The Spanish NGO Solidaridad Don Bosco from Seville has offered to support the reconstruction phase by submitting proposals to public donors in Spain.

Salesian Missions is working with Cross International to get 200 containers with relief supplies to Port-au-Prince. As of the morning of January 20, we were considering the international airport at Barahona, D.R. (there is a Salesian house there, the closest to the Haitian border), as the most likely reception and storage center for this material, from which to truck it to such destination or destinations as may be set up in Port-au-Prince. Part of Fr. Hyde’s work during his current trip is to learn what this/these are. But other shipping arrangements also were under consideration—whatever works to get the goods on site ASAP.

“Poor Haiti, poor Haiti.” Stretched out in a hospital bed in Santo Domingo, Fr. Attilio Stra gave a moving account of the moment the earth shook in Port-au-Prince on January 12 to Alessandra d’Asaro, a journalist from International Volunteers for Development (VIS).

The radio interview, in Italian, is available at the audio section of the ANS site: http://www.infoans.org/22.asp?sez=1&sotSez=13&doc=4699&lingua=2&tipoCorrelato=2
In spite of the constraints of his present situation, the veteran Salesian shows the great fortitude typical of missionaries used to being face to face with poverty, violence, and social injustice. His thoughts quickly turn to the 300 or so street children buried in the Salesian school in the Salina district of Port-au-Prince.

The number of pupils who were in the school at 4:53 p.m. on January 12 is unclear because on the streets you don’t count the numbers in the group. Here the youngsters had somewhere to go, and the possibility of hoping for a better future: getting away from the dangers of the streets, studying and learning a trade, as happens in Salesian schools all over the world.
In the BohnenMini Schools the silence is deafening. The youngsters and Bro. Sanon, who lost his life with them, have been buried in a common grave near the school. Among the ruins, pages from exercise books drift in the warm breeze, chairs, colored pencils, school reports have been scattered among the dust and the rubble by the earthquake.

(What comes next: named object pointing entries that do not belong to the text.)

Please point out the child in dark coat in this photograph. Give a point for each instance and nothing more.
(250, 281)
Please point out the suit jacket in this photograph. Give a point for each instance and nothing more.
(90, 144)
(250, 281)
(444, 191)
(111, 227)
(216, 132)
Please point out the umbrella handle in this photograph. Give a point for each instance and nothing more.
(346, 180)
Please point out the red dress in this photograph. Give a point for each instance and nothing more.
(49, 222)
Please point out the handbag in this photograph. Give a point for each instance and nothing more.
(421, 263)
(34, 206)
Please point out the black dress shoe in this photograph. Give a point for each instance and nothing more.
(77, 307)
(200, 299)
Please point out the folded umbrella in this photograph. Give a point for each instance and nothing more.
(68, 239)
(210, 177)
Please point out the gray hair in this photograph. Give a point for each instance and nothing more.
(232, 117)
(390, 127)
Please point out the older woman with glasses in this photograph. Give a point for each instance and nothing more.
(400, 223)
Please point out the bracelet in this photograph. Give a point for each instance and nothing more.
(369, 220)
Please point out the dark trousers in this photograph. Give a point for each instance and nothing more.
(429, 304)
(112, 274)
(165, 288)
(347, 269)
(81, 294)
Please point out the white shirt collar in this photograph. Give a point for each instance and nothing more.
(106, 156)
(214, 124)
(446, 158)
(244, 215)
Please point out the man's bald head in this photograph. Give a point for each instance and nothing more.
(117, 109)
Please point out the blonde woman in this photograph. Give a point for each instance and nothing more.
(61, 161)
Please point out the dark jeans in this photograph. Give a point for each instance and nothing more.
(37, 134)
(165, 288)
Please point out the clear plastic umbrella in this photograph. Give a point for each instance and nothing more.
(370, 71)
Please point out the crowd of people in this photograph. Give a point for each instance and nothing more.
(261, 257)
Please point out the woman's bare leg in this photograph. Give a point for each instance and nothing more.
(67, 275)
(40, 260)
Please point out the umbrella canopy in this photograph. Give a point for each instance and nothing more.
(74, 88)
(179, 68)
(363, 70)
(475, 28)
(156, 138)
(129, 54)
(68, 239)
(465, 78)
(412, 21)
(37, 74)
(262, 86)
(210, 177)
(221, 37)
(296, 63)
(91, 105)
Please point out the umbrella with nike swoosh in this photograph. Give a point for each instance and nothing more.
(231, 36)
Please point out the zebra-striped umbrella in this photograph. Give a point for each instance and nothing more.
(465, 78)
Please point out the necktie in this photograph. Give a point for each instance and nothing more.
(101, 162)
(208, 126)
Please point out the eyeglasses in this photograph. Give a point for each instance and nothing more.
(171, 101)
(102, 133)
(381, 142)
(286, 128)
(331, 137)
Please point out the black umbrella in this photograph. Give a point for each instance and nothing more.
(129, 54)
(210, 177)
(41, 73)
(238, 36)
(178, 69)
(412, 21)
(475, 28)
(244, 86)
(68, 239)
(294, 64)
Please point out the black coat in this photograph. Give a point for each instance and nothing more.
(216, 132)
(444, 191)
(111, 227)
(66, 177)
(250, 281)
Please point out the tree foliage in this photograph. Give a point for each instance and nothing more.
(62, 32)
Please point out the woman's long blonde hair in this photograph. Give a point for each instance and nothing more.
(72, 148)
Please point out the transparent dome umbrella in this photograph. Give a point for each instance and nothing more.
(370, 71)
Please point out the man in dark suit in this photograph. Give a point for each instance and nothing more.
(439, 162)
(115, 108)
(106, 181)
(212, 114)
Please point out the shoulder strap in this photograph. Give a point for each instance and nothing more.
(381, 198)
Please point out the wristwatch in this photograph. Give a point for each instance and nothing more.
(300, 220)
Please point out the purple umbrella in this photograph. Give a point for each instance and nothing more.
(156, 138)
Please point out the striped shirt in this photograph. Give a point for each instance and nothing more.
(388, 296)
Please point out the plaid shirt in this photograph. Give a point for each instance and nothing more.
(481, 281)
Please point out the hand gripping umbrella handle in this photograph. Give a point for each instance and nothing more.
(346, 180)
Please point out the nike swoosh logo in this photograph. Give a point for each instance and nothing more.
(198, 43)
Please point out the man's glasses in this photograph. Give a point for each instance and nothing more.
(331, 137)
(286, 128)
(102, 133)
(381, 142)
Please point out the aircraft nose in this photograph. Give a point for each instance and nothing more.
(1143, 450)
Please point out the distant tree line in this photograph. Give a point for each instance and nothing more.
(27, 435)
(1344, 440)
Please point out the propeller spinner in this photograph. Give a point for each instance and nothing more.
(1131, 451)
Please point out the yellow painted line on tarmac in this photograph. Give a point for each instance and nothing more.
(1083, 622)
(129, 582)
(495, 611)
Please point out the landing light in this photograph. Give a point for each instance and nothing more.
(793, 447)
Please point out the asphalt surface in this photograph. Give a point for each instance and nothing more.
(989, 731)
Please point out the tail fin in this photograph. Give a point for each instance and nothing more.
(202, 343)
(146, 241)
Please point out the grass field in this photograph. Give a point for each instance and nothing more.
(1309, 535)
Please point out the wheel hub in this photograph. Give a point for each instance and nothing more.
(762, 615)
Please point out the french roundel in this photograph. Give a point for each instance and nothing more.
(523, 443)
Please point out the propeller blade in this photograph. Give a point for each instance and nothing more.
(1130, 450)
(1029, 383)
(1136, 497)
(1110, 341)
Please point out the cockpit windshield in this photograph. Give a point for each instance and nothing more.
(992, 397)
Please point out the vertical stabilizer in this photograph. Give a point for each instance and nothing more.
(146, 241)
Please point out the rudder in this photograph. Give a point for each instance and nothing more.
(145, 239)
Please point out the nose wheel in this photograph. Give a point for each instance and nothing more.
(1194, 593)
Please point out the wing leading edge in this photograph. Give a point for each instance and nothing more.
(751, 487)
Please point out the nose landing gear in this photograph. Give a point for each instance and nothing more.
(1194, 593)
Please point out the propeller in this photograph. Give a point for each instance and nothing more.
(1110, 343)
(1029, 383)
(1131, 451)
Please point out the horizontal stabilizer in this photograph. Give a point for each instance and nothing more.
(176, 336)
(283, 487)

Piles of debris heaped up, confusion among the upended floors. Through the gaps in the collapsed perimeter walls people come and go, taking everything – piles of paper cups, broken chairs, abandoned shoes, and those sheets of paper. In the tumult one comes across what seem to be pools of stagnant water. “It’s what was left by the corpses,” explains Fr. Lephène Pierre, a Salesian from the ENAM community. “We just need to rebuild the wall to avoid so much mess and to increase security, which in these circumstances is always too little.”

Fr. Lephene Pierre at ENAM
The Haitian government has been gravely wounded, with many ministers among those killed in the earthquake, and the presidential palace has completely collapsed. In the stead of the local government, the United Nations, the United States, various other countries, and many private charities—including the Salesians and the Salesian Sisters--have made it their priority to provide food, water, and first aid.
An 11-truck convoy with water, dry foods, and emergency relief items arrived safely at Port-au-Prince on Saturday from La Vega, Dominican Republic. It was escorted by a Dominican military detail. Pictures of this mission upon departure from La Vega and arrival in Port-au-Prince are awaited. The Salesians also have a water truck moving about the city offering its precious contents to the needy.

Food and water being distributed from one of the trucks that the Salesians brought in from the Dominican Republic.
“In this tragedy,” continues Fr. Lephène, “what is very moving is the solidarity being shown by the whole world.” At ENAM a team of civil defense workers coming from all over Latin America is working day and night, still hoping to find someone alive or dead among the ruins.
Lasting images: hands upraised to catch the water ration from the trucks on the crowded roads of the city; the loud noise overhead of planes and helicopters; makeshift tents at the side of the roads; and, in spite of everything, the Salesians continuing their work, never forgetting to smile even in the face of such tragedy.